Gideon Habel of Leigh Day’s regulatory and disciplinary team and Alice Ramsay of the firm’s employment and discrimination department discuss the potential consequences for legal professionals in taking part in the ongoing protests by Extinction Rebellion.

The High Court has recently given permission for a judicial review of the Metropolitan Police Service’s decision to impose conditions under Section 14 of the Public Order Act 1986 on Extinction Rebellion’s current protest at Trafalgar Square. The condition being challenged states that “Any assembly linked to the Extinction Rebellion ‘Autumn Uprising’… must now cease their protest(s) within London (Metropolitan Police Service, and City of London areas) by 21:00hrs [on Monday] 14th October 2019.” According to the Police, anyone who fails to comply is liable for arrest and prosecution.

  1. “Government must tell the truth by declaring a climate and ecological emergency, working with other institutions to communicate the urgency for change.”
  2. “Government must act now to halt biodiversity loss and reduce greenhouse gas emissions to net zero by 2025.”
  3. “Government must create and be led by the decisions of a Citizens’ Assembly on climate and ecological justice.”

The Section 14 Order has not stopped people continuing to join the protest at Trafalgar Square and the people assembled there may include regulated members of the legal profession, including solicitors and barristers.

Taking solicitors as an example, it is possible that anyone regulated by the Solicitors Regulation Authority who participates in the protest in defiance of the Section 14 Order could very well be in breach of various professional obligations. The regulatory provisions potentially engaged by participation might include some of the SRA’s Principles, whose breach is generally viewed particularly seriously by the SRA.

The Principles most likely to be engaged would be 1, 6 and 7, which require regulated individuals to uphold the rule of law and the proper administration of justice (Principle 1), to behave in a way that maintains the trust the public places in them and in the provision of legal services (Principle 6), and to comply with their legal and regulatory obligations and to deal with their regulators and ombudsmen in an open, timely and cooperative manner (Principle 7).
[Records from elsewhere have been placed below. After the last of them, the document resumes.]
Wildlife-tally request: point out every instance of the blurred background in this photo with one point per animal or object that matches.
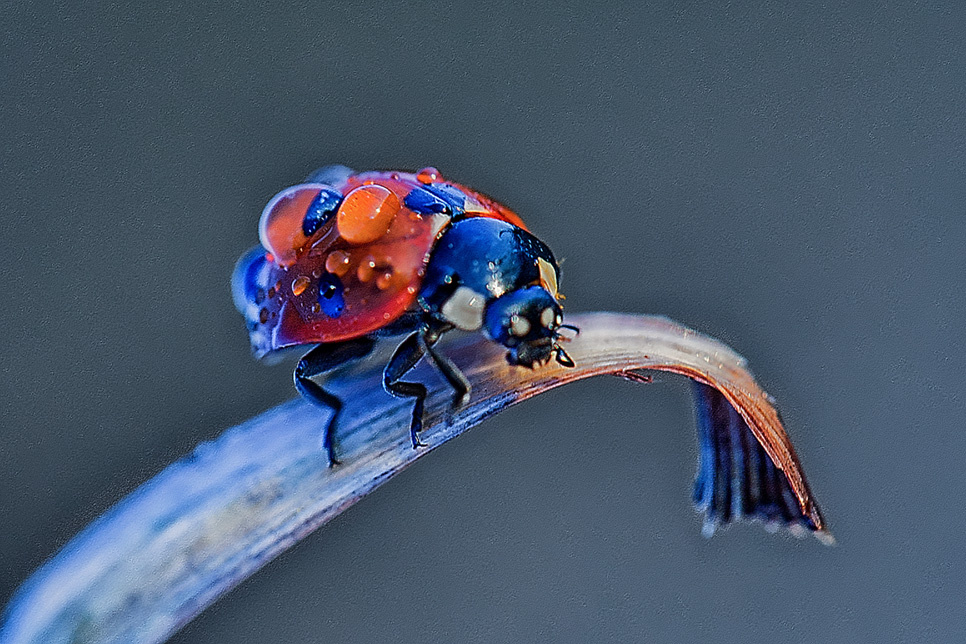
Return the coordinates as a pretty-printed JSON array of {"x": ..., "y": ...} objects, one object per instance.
[{"x": 789, "y": 180}]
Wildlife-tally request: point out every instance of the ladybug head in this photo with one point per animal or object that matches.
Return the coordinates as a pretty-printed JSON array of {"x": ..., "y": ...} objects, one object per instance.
[{"x": 526, "y": 321}]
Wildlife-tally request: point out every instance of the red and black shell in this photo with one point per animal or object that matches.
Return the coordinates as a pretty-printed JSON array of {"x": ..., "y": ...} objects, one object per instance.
[{"x": 344, "y": 254}]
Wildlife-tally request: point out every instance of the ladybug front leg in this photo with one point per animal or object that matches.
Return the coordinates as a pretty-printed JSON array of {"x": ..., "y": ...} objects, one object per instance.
[
  {"x": 456, "y": 379},
  {"x": 405, "y": 358},
  {"x": 322, "y": 359}
]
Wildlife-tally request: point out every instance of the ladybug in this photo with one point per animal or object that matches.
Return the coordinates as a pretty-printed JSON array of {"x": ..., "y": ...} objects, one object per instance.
[{"x": 348, "y": 258}]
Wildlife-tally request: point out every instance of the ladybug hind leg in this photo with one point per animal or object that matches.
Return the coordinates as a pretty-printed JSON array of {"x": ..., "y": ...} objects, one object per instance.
[
  {"x": 320, "y": 360},
  {"x": 407, "y": 354}
]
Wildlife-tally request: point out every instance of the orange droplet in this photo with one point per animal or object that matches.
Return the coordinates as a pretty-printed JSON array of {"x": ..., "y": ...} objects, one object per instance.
[
  {"x": 429, "y": 175},
  {"x": 367, "y": 269},
  {"x": 299, "y": 285},
  {"x": 366, "y": 213},
  {"x": 337, "y": 262}
]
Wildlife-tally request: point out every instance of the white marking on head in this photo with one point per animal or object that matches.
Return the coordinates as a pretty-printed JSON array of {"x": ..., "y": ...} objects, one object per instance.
[
  {"x": 519, "y": 325},
  {"x": 548, "y": 275},
  {"x": 464, "y": 309},
  {"x": 546, "y": 317}
]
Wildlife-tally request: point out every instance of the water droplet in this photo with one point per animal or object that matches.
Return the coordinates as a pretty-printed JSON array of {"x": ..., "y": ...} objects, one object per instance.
[
  {"x": 337, "y": 263},
  {"x": 331, "y": 295},
  {"x": 299, "y": 284},
  {"x": 366, "y": 214},
  {"x": 367, "y": 269},
  {"x": 429, "y": 175},
  {"x": 384, "y": 281}
]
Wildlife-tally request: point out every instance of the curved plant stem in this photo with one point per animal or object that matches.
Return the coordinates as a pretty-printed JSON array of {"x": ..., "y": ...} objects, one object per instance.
[{"x": 208, "y": 521}]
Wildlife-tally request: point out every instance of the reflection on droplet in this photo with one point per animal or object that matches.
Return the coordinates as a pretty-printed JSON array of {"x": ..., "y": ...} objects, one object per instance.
[
  {"x": 299, "y": 284},
  {"x": 384, "y": 280},
  {"x": 337, "y": 263},
  {"x": 429, "y": 175}
]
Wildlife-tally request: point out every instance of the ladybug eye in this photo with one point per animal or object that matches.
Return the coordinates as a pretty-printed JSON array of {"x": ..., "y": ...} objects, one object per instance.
[
  {"x": 546, "y": 317},
  {"x": 519, "y": 325}
]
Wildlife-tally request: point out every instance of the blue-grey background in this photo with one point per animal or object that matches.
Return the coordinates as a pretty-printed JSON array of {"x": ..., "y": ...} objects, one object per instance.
[{"x": 787, "y": 178}]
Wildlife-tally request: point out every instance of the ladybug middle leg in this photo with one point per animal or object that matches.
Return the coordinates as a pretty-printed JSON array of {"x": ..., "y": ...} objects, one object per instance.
[
  {"x": 404, "y": 360},
  {"x": 322, "y": 359}
]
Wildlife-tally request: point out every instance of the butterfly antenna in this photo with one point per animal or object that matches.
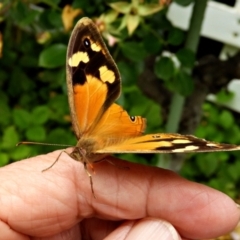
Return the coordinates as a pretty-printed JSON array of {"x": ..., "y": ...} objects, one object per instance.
[{"x": 44, "y": 144}]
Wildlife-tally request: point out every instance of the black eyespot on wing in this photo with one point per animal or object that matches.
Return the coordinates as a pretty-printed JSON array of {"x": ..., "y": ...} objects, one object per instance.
[
  {"x": 86, "y": 43},
  {"x": 133, "y": 118}
]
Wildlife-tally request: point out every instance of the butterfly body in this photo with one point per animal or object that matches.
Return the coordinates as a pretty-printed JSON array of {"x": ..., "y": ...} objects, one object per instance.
[{"x": 101, "y": 126}]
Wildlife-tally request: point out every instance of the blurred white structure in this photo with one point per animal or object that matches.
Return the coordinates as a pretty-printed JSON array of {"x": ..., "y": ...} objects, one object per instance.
[{"x": 221, "y": 23}]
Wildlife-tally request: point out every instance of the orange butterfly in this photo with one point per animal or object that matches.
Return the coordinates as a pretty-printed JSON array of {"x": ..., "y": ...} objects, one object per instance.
[{"x": 101, "y": 126}]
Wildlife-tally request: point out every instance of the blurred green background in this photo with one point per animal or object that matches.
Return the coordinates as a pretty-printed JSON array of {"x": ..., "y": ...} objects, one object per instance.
[{"x": 33, "y": 94}]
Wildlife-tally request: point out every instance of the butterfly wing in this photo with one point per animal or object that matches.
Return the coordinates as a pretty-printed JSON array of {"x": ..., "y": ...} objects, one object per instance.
[
  {"x": 92, "y": 77},
  {"x": 165, "y": 143}
]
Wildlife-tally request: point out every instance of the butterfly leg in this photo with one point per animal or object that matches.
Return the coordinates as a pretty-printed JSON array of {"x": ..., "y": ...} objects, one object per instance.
[
  {"x": 90, "y": 177},
  {"x": 86, "y": 163},
  {"x": 54, "y": 161}
]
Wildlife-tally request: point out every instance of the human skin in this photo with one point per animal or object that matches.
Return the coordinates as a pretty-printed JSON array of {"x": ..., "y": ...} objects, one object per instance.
[{"x": 139, "y": 203}]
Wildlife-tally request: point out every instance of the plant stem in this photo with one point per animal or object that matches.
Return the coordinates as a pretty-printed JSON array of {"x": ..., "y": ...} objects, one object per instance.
[{"x": 177, "y": 103}]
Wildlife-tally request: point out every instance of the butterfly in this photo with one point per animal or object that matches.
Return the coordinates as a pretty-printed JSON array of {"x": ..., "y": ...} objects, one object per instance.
[{"x": 101, "y": 126}]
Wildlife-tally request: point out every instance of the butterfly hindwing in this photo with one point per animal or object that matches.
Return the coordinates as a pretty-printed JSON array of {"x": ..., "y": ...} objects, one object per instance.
[{"x": 166, "y": 143}]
The SRA describes its approach to enforcement as ‘proportionate, outcomes-focused and risk-based’ and states that how it deals with failure to comply with the Principles will depend on all the particular circumstances of each case. Taking that into account, and considering a person’s rights to freedom of expression and freedom of association under Articles 10 and 11 of the European Convention on Human Rights, it might appear unlikely that the SRA would take enforcement action against solicitors or other regulated individuals breaching the Section 14 Order. That is particularly so given the Order is currently subject to legal challenge and could be quashed by the High Court. However, that outcome is by no means certain and, for now, the Order remains lawful. As such, anyone regulated by the SRA who does take part should be mindful of the risks they run by doing so. They should also bear in mind their obligation to notify the SRA in the event that they are charged with or convicted of an indictable offence, whether or not connected with the Section 14 Order.